What are the responsibilities and job description for the Infrastructure Engineer position at Venture Up?
Infrastructure Engineer – San Francisco - $185K - $235K Equity
*Visa sponsorship not available, US Citizens only. Please do not apply if you are seeking sponsorship*
Infrastructure Engineer is required to join a startup who is building training grounds for AI agents. Today, most AI models learn from huge amounts of human-created data. Company’s idea is that AI should also learn by using computers and gaining experience, similar to how humans learn by doing. The company builds reinforcement learning (RL) environments specifically for computer use. The team consists of six people, primarily Princeton graduates, and is based in San Francisco. They raised a seed round under a year ago and are focused on scaling the team size.
What We're Looking For
Experience
- Computer Science degree from top-30 program.
- 5 - 12 years of experience years’ operating production cloud infrastructure end-to-end
- Experience building production cloud infrastructure from scratch (GCP/AWS)
- Experience managing Kubernetes or container orchestration in production.
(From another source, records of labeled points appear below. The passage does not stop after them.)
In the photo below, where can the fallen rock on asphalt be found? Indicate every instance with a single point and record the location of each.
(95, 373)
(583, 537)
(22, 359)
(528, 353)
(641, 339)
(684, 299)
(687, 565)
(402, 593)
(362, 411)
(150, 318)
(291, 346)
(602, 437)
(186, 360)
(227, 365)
Designed CI/CD pipelines and PostgreSQL schemas from scratch.
- Strong Terraform or equivalent IaC at significant scale, GCP or AWS production cloud infrastructure proficiency
- Container orchestration & delivery — Kubernetes, CI/CD pipelines, Dockerfile optimization, registry workflows
- Data, networking & operations — PostgreSQL, VPCs/DNS/TLS, IAM/secrets management, observability (Prometheus/Datadog/etc.)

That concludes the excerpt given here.